От столь однозначного приглашения легче не стало: у Тимофея не было ни малейшей уверенности, что в этом обществе — да ещё и в свете надвигающейся беседы о чём-то важном — ему будут рады. Никакой возможности быть представленным всем присутствующим, никакого соблюдения приличий — а значит, и никакого подтверждения права Тимофея здесь находиться!
Но стул уже отодвинут, а господин Букоридза-бей уже крикнул о ещё одной кружке пива.
— Так вот, господа, — начал тем временем хэр Ройш, и Тимофею ничего не оставалось, кроме как молчаливо примоститься за столом. — Мне стало известно о грядущем введении в Росской Конфедерации чрезвычайно занимательного нового закона. Сразу оговорюсь: заседания в Городском совете по поводу местной реализации ещё не было, но кулуарные обсуждения уже происходят свободно, так что большой секретности тут нет — со дня на день заседание назначат, а потом и до оповещения населения максимум недели две, — хэр Ройш сделал паузу, но не нарочитую, а такую, будто всё ещё не переборол отвращение к собственным словам. — Закон же, если изъясняться просто, представляет собой обложение мужчин в возрасте с двадцати лет налогом на бездетность.
— Что? — поперхнулся господин Букоридза-бей. — Чепуха какая.
Хэр Ройш ответил саркастичной усмешкой:
— Полагаю, стоящие за этим налогом мотивации очевидны — повышение рождаемости. От полной же чепухи инициативу отличают призрачные следы здравого смысла в вопросе внедрения: в частности, налог начнёт взиматься только через год-полтора, чтобы у граждан нашлось время вступить в брак, зачать ребёнка и дождаться его рождения. Есть и другие нюансы, но сути они не меняют. А суть, господа, состоит в том, что нам всем, — хэр Ройш споткнулся взглядом о господина Букоридза-бея, гражданина Турции-Греции, и сидящего с ним рядом Тимофея, которому до двадцати ещё следовало дожить, — вернее, почти всем в течение трёх месяцев следует предпринять решительные шаги для обзаведения потомством.

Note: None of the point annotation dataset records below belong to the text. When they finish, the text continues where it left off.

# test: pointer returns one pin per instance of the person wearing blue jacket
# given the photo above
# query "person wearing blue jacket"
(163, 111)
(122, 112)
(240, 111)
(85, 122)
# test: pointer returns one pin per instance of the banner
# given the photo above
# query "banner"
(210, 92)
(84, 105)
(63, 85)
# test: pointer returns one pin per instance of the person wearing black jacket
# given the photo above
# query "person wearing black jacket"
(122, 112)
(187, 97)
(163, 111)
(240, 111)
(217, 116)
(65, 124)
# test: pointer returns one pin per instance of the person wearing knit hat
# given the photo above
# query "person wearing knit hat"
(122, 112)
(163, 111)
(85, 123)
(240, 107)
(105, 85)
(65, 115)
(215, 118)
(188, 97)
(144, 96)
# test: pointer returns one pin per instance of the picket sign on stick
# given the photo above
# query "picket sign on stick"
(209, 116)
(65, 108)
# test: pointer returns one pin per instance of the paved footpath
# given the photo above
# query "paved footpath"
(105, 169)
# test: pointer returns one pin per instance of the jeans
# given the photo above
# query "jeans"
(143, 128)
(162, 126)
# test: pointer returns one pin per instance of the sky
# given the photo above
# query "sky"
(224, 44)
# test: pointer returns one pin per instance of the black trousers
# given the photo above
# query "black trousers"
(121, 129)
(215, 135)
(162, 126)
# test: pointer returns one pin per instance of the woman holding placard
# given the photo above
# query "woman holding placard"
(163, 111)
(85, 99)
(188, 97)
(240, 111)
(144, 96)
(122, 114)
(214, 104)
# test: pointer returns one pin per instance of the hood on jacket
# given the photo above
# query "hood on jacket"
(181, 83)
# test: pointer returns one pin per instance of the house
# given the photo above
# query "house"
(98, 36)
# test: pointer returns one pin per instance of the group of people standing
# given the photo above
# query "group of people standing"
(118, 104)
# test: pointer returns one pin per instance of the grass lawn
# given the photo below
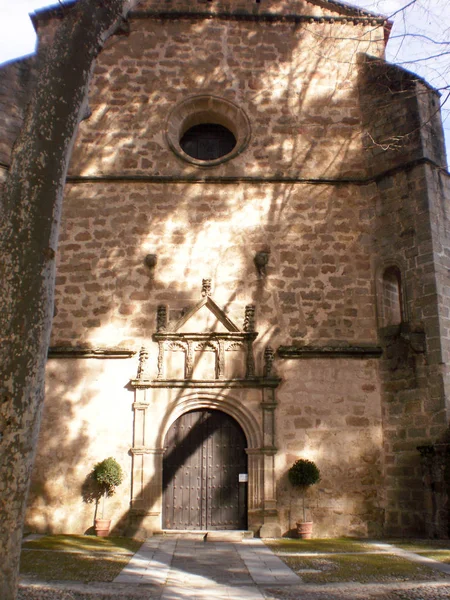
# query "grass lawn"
(435, 549)
(76, 557)
(332, 564)
(319, 546)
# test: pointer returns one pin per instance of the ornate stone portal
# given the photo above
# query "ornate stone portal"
(204, 361)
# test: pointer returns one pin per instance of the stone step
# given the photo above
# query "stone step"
(231, 536)
(222, 535)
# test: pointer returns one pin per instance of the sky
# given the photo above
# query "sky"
(419, 42)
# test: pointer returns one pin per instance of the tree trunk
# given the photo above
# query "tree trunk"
(30, 215)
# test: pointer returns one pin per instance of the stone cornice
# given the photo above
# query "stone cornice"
(257, 382)
(331, 351)
(210, 336)
(359, 19)
(78, 352)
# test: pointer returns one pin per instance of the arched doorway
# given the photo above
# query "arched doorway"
(204, 472)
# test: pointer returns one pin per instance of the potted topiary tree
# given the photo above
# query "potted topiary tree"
(302, 475)
(108, 475)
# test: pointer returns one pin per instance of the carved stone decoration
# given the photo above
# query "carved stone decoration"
(143, 363)
(261, 261)
(249, 319)
(206, 287)
(435, 462)
(232, 346)
(160, 360)
(206, 347)
(150, 261)
(221, 360)
(189, 365)
(269, 356)
(161, 318)
(250, 361)
(176, 346)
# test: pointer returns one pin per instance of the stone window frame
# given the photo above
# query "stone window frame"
(381, 270)
(207, 109)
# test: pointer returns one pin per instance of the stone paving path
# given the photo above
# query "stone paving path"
(177, 568)
(197, 569)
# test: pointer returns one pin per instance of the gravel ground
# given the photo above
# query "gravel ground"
(80, 591)
(401, 591)
(424, 591)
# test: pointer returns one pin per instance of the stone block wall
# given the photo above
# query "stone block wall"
(332, 212)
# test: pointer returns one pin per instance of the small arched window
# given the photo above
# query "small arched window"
(208, 141)
(391, 297)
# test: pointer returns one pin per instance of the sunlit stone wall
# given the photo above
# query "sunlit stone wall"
(300, 190)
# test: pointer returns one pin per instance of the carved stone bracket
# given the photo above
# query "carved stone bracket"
(435, 462)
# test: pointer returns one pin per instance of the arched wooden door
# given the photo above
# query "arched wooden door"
(204, 468)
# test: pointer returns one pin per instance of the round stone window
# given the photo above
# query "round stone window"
(206, 130)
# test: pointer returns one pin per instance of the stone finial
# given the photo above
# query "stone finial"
(261, 261)
(269, 356)
(161, 318)
(206, 287)
(249, 319)
(143, 360)
(151, 260)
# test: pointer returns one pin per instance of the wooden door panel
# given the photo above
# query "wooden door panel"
(204, 454)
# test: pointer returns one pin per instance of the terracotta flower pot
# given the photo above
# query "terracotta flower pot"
(304, 530)
(102, 527)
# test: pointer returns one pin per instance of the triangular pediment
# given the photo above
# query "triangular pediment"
(205, 317)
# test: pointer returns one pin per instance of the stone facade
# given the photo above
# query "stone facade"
(329, 219)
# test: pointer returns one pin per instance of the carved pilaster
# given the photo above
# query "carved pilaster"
(206, 287)
(189, 365)
(143, 363)
(250, 371)
(221, 360)
(160, 360)
(161, 318)
(249, 319)
(269, 356)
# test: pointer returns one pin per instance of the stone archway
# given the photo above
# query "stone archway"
(205, 472)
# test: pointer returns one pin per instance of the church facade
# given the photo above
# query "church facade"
(253, 267)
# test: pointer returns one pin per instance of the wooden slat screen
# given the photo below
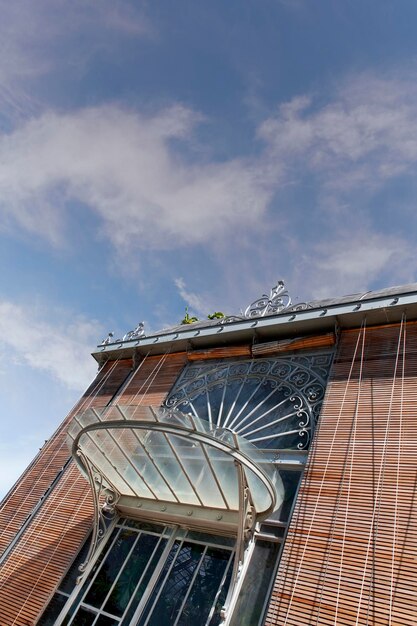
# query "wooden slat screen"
(34, 482)
(351, 553)
(34, 568)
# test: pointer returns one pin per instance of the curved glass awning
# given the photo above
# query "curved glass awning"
(164, 460)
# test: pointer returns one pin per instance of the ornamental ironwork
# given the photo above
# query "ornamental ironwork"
(273, 403)
(278, 300)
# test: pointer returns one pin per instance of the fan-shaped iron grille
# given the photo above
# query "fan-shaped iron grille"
(273, 403)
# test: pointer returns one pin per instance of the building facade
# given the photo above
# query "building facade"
(257, 469)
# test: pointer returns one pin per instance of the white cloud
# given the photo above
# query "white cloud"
(38, 37)
(197, 302)
(122, 166)
(351, 261)
(148, 186)
(366, 134)
(58, 348)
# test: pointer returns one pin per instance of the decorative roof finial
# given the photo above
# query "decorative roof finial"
(277, 301)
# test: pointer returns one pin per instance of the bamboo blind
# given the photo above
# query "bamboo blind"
(34, 482)
(33, 570)
(351, 553)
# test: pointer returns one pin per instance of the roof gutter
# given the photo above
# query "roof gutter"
(379, 310)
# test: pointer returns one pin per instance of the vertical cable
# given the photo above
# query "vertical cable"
(294, 586)
(373, 529)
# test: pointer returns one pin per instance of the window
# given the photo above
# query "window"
(148, 574)
(151, 573)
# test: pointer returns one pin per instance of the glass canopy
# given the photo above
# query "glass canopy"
(160, 455)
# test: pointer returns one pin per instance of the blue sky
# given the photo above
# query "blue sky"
(155, 155)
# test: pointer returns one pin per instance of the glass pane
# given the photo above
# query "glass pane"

Над столом повисла тишина, и только граф Метелин стукнул пивной кружкой в прорвавшемся гневе.
Кряжистый и круглолицый вольнослушатель от этого стука прищурился с хитрецой:
— Рождаемость — она, конечно, государственная головная боль, да только городишко-то наш расширять за пределы казарм не полагается. А в пределах он и без того от людей ломится. Если где и не хватает населения, то всяко не у нас.
— Совершенно верно, но это, по мнению Четвёртого Патриархата, тоже частность, — фыркнул хэр Ройш. — Закон вступит в силу на всей территории Росской Конфедерации — без поправок.
— Но разве так можно? — подал голос предполагаемый сын генерала Скворцова. — Выдвигать столь серьёзные требования к людям без учёта местной специфики?
Его перебил другой вольнослушатель, тот, у которого медицинская эмблема соседствовала с академической, — но перебил очевидно не из хамства, а от увлечённости собственным размышлением:
— Погодите. Проблемы с рождаемостью ведь, ну, не то чтобы только по женской вине, но всё же беда в здоровье, в последствиях, они умирают так часто из-за… поэтому и не хотят рожать. А налог будут брать с мужчин. С логической точки зрения это, видимо, оттого, что женщины частенько и не работают и платить им не из чего, — он сосредоточенно потёр лоб. — Но выйдет же так, что мужчины теперь будут сильнее давить, даже требовать, а женщинам-то по-прежнему незачем соглашаться!